Machined Learnings: June 2012

Friday, June 29, 2012

My ICML 2012 Notables

I've already devoted entire blog posts to some of the ICML 2012 papers, but there are some other papers that caught my attention for which I only have a quick comment.

Online Structured Prediction via Coactive Learning: read the full blog post.
Predicting Accurate Probabilities with a Ranking Loss: read the full blog post.
Training Restricted Boltzmann Machines on Word Observations. I haven't used RBMs in over a decade, for practical text classification problems a bag-of-bigrams representation is often sufficient, and LDA is my go-to technique for unsupervised feature extraction for text. So why do I like this paper? First, the computational efficiency improvement appears substantial, which is always of interest: I like deep learning in theory, but in practice I'm very impatient. Second the idea of discovering higher order structure in text (5-grams!) is intriguing. Third (like LDA) the technique is clearly more generally applicable and I wonder what it would do on a social graph. That all suggests there is some chance that I might actually try this on a real problem.
Fast Prediction of New Feature Utility: I'm constantly in the situation of trying to chose which features to try next, and correlating with the negative gradient of the loss function makes intuitive sense.
Plug-in Martingales for Testing Exchangeability On-Line: how awesome would it be if VW in online learning mode could output a warning that says ``the input data does not appear to be generated by an exchangeable distribution; try randomly shuffling your data to improve generalization.''
Dimensionality Reduction by Local Discriminative Gaussians: This seems imminently practical. The major limitation is that it is a supervised dimensionality reduction technique, so it would apply to cases where there is one problem with a deficit of labeled data and a related problem using the same features with an abundance of labeled data (which is a special case of Transfer Learning). I usually find myself in the ``few labeled data and lots of unlabeled data'' case demanding an unsupervised technique, but that could be because I don't ask myself the following question often enough: ``is there a related problem which has lots of training data associated with it?''
Finding Botnets Using Minimal Graph Clusterings: Very entertaining. I was asked in a job interview once how I would go about identifying and filtering out automated traffic from search logs. There's no ``right answer'', and black-letter machine learning techniques don't obviously apply, so creativity is at a premium.

Wednesday, June 27, 2012

Mennon et. al. have a paper at ICML 2012 called Predicting Accurate Probabilities with a Ranking Loss. The basic idea is to train a classifier on a ranking loss (e.g., AUC), then post-process the classifier scores with isotonic regression to calibrate the classifier. In contrast with training a classifier using a proper scoring rule (e.g., logistic regression), this procedure non-parametrically explores the space of link functions and the claim is this leads to better results. Note exploring the space of link functions non-parametrically is intuitively ``safe'' from a model complexity standpoint because this is a one-dimensional procedure which operates on the scores output by the underlying classifier.

It turns out we accidentally backed into this at eHarmony.
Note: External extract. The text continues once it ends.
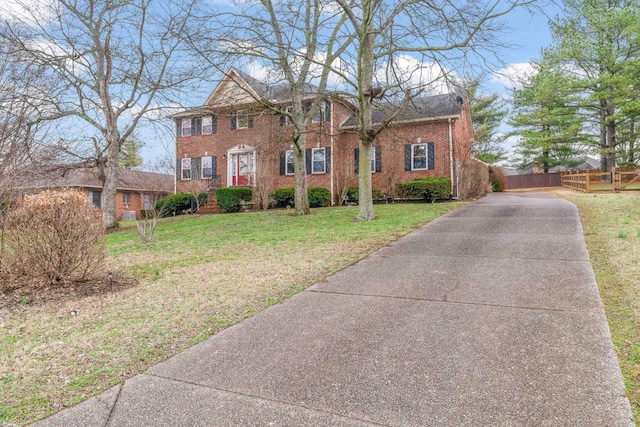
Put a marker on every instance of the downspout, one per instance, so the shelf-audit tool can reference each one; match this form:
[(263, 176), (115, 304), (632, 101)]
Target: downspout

When I joined the production system delivered matches sequentially so we started with a ranking loss. Later the production system switched to using a linear program to deliver matches, and the easiest thing to do was to add a calibration step at the end of the training pipeline, and we did isotonic regression with linear interpolation. We wanted to switch to directly training for classification with a proper scoring rule, but we started subsampling the negatives so we needed to continue to calibrate the classifier and therefore it never happened. The whole time we suspected we were being ``incoherent.'' Hey, it's better to be lucky than good. Now, if I find myself in a similar situation in the future, I'll be able to articulate a rationale for the approach.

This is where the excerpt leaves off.